Today there are antibodies that can be combined with chemotherapy.  This enables us, using the antibody as a Trojan Horse, to carry chemotherapy directly inside the cancer cell without affecting other cells.  One can see that this research, which is increasingly important for the development of new strategies, leads to more progress, and each day we can share that progress with our patients, thanks to APREC.

Secondly, we have been attempting to improve the treatment of certain breast cancers called hormone-dependent.  The great majority of breast cancers, 70 – 80%, show the presence of hormone receptors inside the cancer cell.  For a long time we have used and still use tamoxifen, which is a very useful drug, but we realized that it wasn’t sufficient for some patients.  Thus we have been able to participate in the development of new drugs that block the production of hormones, or that block the action of hormones. Here, too, APREC has enabled us to treat patients in our clinical oncology unit at Tenon Hospital with these new therapies, sometimes several years before the drugs become available to all.

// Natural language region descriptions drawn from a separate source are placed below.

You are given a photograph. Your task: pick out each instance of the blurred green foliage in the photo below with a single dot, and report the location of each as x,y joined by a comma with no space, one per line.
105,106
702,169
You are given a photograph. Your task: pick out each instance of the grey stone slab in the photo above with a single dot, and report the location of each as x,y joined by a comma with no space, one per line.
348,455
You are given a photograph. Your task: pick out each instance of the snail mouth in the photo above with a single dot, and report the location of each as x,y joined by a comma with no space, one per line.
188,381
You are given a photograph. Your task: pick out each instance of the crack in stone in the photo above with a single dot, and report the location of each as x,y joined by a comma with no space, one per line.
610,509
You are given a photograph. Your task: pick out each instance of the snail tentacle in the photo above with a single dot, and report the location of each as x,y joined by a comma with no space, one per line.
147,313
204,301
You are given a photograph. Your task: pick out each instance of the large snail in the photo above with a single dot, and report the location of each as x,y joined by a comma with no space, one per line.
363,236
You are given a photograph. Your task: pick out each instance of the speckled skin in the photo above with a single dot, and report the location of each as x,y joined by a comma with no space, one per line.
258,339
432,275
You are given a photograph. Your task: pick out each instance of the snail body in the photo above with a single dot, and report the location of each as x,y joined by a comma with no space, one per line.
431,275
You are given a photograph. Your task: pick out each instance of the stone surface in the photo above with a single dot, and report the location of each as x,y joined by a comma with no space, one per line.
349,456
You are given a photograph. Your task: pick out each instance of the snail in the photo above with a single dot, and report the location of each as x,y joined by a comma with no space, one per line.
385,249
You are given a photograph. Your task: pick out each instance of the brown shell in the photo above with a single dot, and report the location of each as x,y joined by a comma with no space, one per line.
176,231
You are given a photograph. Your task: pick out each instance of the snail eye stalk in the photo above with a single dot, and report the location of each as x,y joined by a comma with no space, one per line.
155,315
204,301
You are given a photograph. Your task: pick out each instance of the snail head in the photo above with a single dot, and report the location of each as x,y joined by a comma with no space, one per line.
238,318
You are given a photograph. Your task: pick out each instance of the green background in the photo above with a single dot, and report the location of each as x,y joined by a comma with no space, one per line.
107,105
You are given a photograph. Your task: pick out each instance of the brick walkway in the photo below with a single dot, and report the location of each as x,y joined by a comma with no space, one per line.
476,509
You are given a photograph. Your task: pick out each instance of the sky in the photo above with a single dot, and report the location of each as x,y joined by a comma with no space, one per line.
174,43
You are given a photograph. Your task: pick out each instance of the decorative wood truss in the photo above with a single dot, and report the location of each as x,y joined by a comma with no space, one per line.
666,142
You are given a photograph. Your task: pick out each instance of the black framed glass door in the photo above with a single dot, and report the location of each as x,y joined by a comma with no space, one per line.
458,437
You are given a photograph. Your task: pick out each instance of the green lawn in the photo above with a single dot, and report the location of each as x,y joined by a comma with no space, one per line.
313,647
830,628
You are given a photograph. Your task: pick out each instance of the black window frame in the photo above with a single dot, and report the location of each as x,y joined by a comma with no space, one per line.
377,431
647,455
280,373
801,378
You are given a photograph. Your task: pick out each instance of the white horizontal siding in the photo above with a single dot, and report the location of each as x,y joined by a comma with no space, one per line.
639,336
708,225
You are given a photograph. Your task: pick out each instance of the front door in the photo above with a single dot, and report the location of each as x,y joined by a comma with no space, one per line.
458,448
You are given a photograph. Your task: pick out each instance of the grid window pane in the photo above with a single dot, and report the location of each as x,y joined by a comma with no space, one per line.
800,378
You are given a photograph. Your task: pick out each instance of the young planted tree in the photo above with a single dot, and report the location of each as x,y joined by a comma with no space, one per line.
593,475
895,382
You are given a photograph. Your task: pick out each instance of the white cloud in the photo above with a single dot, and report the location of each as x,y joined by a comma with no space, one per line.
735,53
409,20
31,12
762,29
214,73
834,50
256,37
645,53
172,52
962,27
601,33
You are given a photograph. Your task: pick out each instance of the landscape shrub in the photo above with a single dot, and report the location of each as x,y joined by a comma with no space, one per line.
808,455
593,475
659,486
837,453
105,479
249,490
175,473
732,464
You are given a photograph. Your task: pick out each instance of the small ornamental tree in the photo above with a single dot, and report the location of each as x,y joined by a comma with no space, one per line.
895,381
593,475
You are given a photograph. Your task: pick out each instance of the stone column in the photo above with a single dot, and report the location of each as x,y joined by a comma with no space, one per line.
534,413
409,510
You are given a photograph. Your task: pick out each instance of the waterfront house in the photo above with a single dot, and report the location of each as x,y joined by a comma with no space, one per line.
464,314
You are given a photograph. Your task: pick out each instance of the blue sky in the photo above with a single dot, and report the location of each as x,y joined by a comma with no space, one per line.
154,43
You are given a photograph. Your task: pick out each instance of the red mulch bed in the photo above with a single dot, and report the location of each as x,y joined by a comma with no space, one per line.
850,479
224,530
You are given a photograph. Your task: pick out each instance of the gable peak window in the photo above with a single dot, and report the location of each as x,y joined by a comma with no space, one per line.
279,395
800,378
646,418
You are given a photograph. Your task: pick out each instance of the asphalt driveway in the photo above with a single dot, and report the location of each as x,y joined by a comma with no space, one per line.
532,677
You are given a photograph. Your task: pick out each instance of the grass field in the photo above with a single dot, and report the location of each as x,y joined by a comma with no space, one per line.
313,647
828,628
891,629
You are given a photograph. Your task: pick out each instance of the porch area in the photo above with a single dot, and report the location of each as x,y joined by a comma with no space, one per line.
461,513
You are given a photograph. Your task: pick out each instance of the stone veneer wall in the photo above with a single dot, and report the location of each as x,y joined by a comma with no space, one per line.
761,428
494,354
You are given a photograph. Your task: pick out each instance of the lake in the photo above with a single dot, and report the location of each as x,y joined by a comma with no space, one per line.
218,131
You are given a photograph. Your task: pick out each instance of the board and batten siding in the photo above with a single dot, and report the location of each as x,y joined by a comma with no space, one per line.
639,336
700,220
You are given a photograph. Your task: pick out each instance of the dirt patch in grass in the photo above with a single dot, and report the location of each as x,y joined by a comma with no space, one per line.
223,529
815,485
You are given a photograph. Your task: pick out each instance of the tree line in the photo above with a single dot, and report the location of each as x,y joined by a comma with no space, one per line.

Finally, translational research enables us to determine to whom we should and should not administer treatment, to seek the best possible understanding of which patients will benefit most from certain drugs.  This is why we have very strong partnerships both with biology and anatomic pathology labs within the University of Paris VI and at the University Institute of Cancerology, Paris-Sorbonne. We also have two direct partnerships with imaging labs, notably in radiology and nuclear medicine, and we are developing new radio-nuclide tracers to enable us to determine if there are targets present on the cellular level in some specific cases. This will allow us to use certain drugs in specific situations, perhaps without being forced to biopsy patients when the disease returns, and thus to spare them discomfort and inconvenience.

All of these activities are only a part of the research work that my colleagues and I are doing each day at APREC, concerning breast cancer as well as other cancers. Thanks to APREC, I believe we have made great progress for our patients, and are participating in global international progress.  This means that in the years to come breast cancer may perhaps still be a commonplace disease, but it will be one that will be curable in the very great majority of cases, and will no longer be a true scourge, rather an illness from which one can easily recover.

I thank you in advance for your much needed support.